De l’avis de nombreux observateurs de la vie législative, cette issue est rarissime, voire inédite. « C’est une première : la fois précédente, c’était au Sénat, qui ne soutenait pas le Gouvernement », assure sur Twitter le Constitutionnaliste Jean-Philippe Dérosier, en référence à un précédent datant de 2014 sur le redécoupage des régions.

Thibaud Mulier, constitutionnaliste et enseignant à l’université Paris Nanterre, énumère quant à lui les nombreuses difficultés déjà éprouvées par cette LPM, comme la « rédaction ’rapide’ de la Revue nationale stratégique post-agression » en Ukraine, les critiques du Haut conseil des finances publiques sur son financement ou l’échec de son inscription à l’ordre du jour de l’Assemblée nationale intervenu ce jour. « À ce rythme, c’est cette LPM qui bénéficiera du seul 49.3 disponible », ironise le spécialiste.

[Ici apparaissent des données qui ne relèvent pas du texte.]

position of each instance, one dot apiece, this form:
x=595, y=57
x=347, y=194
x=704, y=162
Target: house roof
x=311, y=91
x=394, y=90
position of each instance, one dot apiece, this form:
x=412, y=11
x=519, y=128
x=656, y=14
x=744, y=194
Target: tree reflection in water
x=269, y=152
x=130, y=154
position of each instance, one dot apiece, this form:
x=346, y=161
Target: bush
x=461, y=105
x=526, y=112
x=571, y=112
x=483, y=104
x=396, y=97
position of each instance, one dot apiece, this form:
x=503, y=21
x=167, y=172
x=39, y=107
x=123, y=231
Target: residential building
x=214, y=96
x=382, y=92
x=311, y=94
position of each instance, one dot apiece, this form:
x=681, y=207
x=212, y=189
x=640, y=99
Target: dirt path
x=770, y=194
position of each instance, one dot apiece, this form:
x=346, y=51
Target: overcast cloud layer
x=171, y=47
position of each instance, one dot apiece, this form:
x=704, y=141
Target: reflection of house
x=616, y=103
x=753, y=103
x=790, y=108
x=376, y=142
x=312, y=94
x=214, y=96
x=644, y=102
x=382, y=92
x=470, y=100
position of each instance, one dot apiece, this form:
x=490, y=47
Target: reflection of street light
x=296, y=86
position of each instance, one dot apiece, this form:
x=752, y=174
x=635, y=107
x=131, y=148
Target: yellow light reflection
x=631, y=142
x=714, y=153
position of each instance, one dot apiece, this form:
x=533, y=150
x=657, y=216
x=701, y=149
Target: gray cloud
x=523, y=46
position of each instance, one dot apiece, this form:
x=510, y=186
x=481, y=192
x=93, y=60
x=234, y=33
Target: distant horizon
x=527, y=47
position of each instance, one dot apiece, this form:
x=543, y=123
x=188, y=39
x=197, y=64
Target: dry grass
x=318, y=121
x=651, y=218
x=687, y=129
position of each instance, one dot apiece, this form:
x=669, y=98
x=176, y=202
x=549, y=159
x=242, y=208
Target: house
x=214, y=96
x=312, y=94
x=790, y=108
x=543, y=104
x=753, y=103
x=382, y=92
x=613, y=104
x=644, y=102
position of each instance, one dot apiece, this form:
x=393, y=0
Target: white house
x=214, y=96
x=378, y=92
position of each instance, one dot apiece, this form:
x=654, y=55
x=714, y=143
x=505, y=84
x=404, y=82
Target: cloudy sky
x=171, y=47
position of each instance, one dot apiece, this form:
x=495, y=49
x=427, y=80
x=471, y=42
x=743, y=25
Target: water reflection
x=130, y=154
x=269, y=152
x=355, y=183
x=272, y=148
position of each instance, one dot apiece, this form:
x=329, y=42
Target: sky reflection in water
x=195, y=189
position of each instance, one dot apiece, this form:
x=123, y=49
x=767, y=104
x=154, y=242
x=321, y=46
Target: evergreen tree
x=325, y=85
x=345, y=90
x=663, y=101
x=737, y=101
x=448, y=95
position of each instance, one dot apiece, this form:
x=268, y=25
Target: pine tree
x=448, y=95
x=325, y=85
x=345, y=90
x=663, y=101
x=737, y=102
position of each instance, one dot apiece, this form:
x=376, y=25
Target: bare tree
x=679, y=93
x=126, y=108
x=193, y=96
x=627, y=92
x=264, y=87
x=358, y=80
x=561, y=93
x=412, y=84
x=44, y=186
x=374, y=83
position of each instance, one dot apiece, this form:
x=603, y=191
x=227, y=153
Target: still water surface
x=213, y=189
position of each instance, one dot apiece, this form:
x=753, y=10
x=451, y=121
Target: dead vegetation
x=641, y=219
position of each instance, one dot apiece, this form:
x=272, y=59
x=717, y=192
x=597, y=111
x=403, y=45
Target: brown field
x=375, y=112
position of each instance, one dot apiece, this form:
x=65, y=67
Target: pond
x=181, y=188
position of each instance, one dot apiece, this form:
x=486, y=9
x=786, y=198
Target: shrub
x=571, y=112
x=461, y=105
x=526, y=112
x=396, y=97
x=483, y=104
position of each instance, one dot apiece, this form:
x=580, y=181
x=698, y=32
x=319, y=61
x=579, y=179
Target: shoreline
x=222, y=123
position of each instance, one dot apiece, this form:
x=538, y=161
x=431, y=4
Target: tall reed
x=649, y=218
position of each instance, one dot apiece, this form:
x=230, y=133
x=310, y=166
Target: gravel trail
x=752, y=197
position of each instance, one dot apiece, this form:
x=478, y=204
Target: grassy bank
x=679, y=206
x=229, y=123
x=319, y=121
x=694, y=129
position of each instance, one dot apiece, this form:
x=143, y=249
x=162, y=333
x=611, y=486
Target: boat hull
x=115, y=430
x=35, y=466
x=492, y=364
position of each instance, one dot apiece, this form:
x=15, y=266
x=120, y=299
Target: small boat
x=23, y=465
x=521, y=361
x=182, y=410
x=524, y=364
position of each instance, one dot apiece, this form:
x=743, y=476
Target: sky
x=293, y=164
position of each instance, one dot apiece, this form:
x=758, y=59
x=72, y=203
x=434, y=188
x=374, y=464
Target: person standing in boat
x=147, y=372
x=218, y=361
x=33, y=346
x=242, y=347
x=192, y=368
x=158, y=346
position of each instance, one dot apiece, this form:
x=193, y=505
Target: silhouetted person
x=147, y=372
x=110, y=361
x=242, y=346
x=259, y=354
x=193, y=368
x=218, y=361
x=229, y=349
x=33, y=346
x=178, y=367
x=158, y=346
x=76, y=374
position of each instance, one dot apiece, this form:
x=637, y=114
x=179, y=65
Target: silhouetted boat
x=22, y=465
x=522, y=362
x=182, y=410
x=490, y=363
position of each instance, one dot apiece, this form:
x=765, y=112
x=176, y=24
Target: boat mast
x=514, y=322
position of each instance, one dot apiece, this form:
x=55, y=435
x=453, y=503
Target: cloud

« C’est assurément une première dans ce mandat », assure au HuffPost une source au sein du groupe LR, précisant que la droite du Palais Bourbon avait déjà tenté le coup en 2014 sur les retraites, mais sans succès. Membre de la Commission de la défense nationale et des forces armées, le député insoumis Bastien Lachaud salue auprès du HuffPost la décision « historique » de la Conférence des présidents et estime que cette issue n’est pas une surprise.

« Le Conseil d’État avait déjà émis des réserves sur cette étude d’impact, invitant le gouvernement à préciser plusieurs points », observe-t-il. « C’est ce qu’on répète depuis le début, le gouvernement veut aller trop vite avec cette LPM. Résultat le texte est mal fait », enfonce celui qui est en charge des questions de défense pour la France insoumise.

Si la balle est désormais dans le camp de Yaël Braun-Pivet, difficile d’imaginer qu’elle ne réponde pas favorablement à la demande d’Olivier Marleix, dans la mesure où l’exécutif compte sur les voix de droite pour voter cette LPM. « Il y aura bien une saisine, vraisemblablement par la Première ministre », confirme au HuffPost l’entourage de la Présidente de l’Assemblée nationale.

Cet examen des Sages n’est pas une bonne nouvelle pour Emmanuel Macron, qui souhaitait voir le texte adopté avant le 14 juillet. « Si le Conseil constitutionnel trouve qu’il n’y a rien à redire, ça reste jouable. Mais s’il retoque à son tour l’étude d’impact, c’est tout le calendrier qui saute », prévient Bastien Lachaud. Le camouflet serait alors intégral. Et inédit.